Monday, October 30, 2017
THE OLD DARK HOUSE (1932)--Restored, And On Blu-ray
I've been looking forward to the Cohen Film Collection's Blu-ray of the newly restored THE OLD DARK HOUSE, and now that I've viewed it, I can say that it lives up to all my expectations. It is a magnificent restoration, and I'm not exaggerating in saying that watching it is like seeing the film for the very first time.
THE OLD DARK HOUSE was produced by Universal in 1932 and directed by James Whale. For many years the film was almost unavailable, and even today it is rarely shown on TV or cable. Universal doesn't even consider the film to belong to its lineup of Monster Classics, and technically that's correct. THE OLD DARK HOUSE is not really a horror film--it's more of a bizarre satire on English eccentricity (despite the fact that the abode of the title is supposed to be located in Wales). Boris Karloff may get top billing, but he doesn't have all that many scenes as the brutish butler Morgan. The real stars of the film are Ernest Thesiger and Eva Moore as members of the Femm family, who are forced to allow a group of stranded travelers into their Old Dark House during a terrific storm. Thesiger and Moore give two of the most quixotic portrayals ever seen in a movie made during the Hollywood studio era, and they not only outshine Karloff, they manage to overwhelm such performers as Melvyn Douglas and Charles Laughton as well.
James Whale was probably the most idiosyncratic movie director to work in 1930s Hollywood, and his patented combination of camp & creepiness is given full rein in THE OLD DARK HOUSE. I realize that there are a few film buffs that can't stand Whale and his work, but he's one of my favorite filmmakers. THE OLD DARK HOUSE is outlandishly theatrical, and it is not built around Karloff, but it is one of the best unusual films ever made.
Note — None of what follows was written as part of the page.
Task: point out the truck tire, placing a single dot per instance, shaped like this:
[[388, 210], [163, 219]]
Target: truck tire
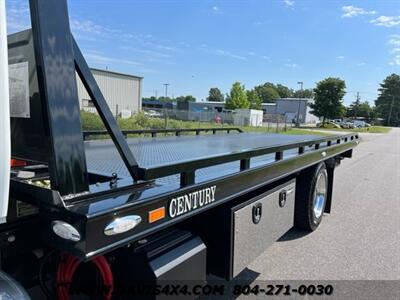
[[311, 194]]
THE OLD DARK HOUSE has been available on DVD from Kino, but the Cohen Blu-ray is miles ahead in visual quality. The increased sharpness brings out all sorts of detail--just check out the shimmer of Gloria Stuart's satin evening dress. We also get to see, more clearly than ever, Jack Pierce's make-up job on Boris Karloff. Most of Karloff's face here is covered in hair, but his character also looks to have been mauled by a ferocious cat. This Blu-ray makes one appreciate the atmospheric black & white cinematography of Arthur Edeson, and the production design of Charles D. Hall (the Old Dark House itself is as important a character as any member of the cast).
Most of the extras on this Blu-ray have been carried over from the Kino DVD--audio commentaries from Gloria Stuart and Whale biographer James Curtis, and a short talk with director Curtis Harrington, who was instrumental in preserving the film. There is a new interview with Sara Karloff, daughter of Boris, in which THE OLD DARK HOUSE is barely discussed.
I was hoping that there would be an extra on this disc detailing the new restoration of THE OLD DARK HOUSE....and there isn't. But that's a minor quibble. Cohen's Blu-ray of THE OLD DARK HOUSE makes the film look as fantastic as the recent Universal HD releases of their most famous Monster Classics. That alone makes this release a worthy purchase.